Uma qualidade marcante da literatura de João Antônio é a linguagem que foge completamente da escrita "literária", sobretudo na fala dos personagens. O leitor sente logo que são pessoas falando como sabem e como falam entre elas, e não bonecos dizendo coisas que o autor lhes soprou. E aqui é preciso acender uma luz de advertência, porque é onde entra o talento do escritor. Captar falas de gente do povo é muito fácil, basta ligar um gravador. Mas em seus contos João Antônio não está fazendo reportagem, está criando literatura. O que ele capta nas ruas e na vida passa pelo seu filtro de criador. Por isso seus personagens e as falas deles adquirem uma força e uma verdade que nos convencem e nos afetam e ganham a nossa simpatia ou a nossa aversão – como fazem as pessoas com que topamos na vida, do bacanaço ao lambão de caçarola e ao leão-de-chácara."
in "Guardador". Rio de Janeiro: Civilização Brasileira, 1992.

Pra lá de Bagdá
Antônio Hohlfeldt

"(...) A marginalidade das personagens de João Antônio raramente se reduz a um único elemento. À marginalidade sócio-econômica, em geral, somam-se as condições infantil, feminina, racial, um aleijume qualquer -na maior parte das vezes advindas da própria condição social, da subnutrição ou de algum enfrentamento de conseqüências mais sérias – mas que amplia a necessidade de a personagem auto-afirmar-se em permanente discursividade que encobre suas incapacidades. E daí a oralidade essencial do conto de João Antônio, que é não apenas técnica literária visando dinamizar o texto como reflexo psicológico da personagem.
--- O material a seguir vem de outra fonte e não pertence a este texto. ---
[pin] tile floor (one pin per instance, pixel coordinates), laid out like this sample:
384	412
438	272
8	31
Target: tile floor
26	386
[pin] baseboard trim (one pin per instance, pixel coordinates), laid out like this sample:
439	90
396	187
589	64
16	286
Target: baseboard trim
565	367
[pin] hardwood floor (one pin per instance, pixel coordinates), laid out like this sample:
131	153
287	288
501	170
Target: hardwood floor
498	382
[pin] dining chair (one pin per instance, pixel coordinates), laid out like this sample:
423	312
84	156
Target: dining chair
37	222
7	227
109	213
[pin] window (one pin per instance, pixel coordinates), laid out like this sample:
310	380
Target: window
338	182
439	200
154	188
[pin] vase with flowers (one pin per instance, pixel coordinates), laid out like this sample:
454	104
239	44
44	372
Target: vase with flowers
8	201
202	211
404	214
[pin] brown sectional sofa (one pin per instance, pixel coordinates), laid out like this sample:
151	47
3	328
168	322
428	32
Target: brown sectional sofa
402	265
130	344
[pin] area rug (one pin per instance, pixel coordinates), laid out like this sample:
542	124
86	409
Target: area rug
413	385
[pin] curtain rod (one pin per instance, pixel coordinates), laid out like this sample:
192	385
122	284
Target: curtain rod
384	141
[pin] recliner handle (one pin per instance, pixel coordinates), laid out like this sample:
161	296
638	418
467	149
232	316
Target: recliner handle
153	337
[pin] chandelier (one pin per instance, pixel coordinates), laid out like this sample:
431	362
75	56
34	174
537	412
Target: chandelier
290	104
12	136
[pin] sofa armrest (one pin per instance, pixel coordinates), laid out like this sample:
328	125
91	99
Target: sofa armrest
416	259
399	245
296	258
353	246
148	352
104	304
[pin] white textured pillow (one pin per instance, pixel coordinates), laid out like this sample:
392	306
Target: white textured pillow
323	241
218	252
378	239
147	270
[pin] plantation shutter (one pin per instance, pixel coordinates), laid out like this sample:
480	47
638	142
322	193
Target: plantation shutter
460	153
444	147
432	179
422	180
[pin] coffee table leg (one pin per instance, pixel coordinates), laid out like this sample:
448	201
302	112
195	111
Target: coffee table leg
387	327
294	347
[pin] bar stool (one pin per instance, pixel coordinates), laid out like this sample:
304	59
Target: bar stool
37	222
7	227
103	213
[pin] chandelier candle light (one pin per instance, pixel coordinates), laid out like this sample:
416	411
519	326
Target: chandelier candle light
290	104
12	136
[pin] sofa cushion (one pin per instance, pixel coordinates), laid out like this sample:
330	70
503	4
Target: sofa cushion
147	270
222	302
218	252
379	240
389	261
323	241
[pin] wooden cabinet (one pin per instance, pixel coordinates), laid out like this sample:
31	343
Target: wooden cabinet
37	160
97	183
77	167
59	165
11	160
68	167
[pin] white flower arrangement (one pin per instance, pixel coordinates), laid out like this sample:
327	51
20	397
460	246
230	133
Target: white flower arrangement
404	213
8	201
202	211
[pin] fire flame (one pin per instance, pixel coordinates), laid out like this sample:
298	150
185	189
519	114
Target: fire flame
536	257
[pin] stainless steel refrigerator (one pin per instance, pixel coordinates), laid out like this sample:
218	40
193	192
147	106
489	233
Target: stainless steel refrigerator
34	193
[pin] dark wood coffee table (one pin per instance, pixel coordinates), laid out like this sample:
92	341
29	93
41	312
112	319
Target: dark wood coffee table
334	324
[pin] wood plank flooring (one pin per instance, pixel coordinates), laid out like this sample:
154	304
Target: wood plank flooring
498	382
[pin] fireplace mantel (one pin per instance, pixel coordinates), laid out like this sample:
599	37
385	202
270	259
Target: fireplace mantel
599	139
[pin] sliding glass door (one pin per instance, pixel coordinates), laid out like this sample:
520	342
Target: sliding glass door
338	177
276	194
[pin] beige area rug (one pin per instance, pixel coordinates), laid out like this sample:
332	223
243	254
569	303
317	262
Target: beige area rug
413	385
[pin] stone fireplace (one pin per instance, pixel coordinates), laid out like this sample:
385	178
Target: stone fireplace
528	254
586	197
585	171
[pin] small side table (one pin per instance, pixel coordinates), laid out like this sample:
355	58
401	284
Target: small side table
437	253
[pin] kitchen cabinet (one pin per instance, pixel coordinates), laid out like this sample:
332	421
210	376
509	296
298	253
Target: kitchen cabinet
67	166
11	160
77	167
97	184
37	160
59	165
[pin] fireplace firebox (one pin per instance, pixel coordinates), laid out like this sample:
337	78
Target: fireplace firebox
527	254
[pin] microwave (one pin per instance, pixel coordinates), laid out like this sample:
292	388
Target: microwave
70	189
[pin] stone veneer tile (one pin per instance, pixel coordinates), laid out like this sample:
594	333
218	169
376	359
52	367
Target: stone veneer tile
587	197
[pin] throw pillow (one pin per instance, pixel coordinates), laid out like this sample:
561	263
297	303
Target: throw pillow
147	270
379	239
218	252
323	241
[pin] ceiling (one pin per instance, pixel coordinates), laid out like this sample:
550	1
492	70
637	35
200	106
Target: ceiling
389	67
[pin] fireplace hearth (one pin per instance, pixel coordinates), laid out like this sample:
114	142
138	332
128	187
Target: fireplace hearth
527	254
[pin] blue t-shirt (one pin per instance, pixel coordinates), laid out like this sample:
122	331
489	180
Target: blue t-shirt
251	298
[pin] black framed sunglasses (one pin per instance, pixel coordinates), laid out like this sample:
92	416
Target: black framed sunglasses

Sem lugar fixo, sem tempo fixo, a personagem de João Antônio aproxima-se da tradição picaresca: ela precisa estar em permanente movimento para sobreviver, seja em fuga, seja à cata dos otários. Assim, é um movimento espacial de que Malagueta, Perus e Bacanaço nos dá o melhor exemplo, mas é também um movimento temporal o que elas realizam, nutrindo-se, nos piores momentos, das memórias dos bons tempos. A sobrevivência, por outro lado, exige-lhes tensão e atenção constantes. As figuras de João Antônio, se gostam de falar, precisam também ouvir: seu aprendizado é permanente, porque significa a condição sem a qual não sobrevivem. Então, configura-se igualmente a tradição de um "romance de formação", tão bem anotada por Cassiano Nunes, o que diversifica os aspectos sob os quais podemos ler a ficção de João Antonio. (...) Também ele, à semelhança de suas personagens, está fora do esquema, vê-se obrigado, permanentemente, a uma luta corpo-a-corpo com a vida. Porque também ele, à semelhança de suas personagens, vive à margem, vive prá lá de Bagdá. Ele, como suas personagens, são heróis e vítimas deste capitalismo selvagem que entre nós medra."
in "Os Melhores Contos – João Antônio". São Paulo: Global, 1997.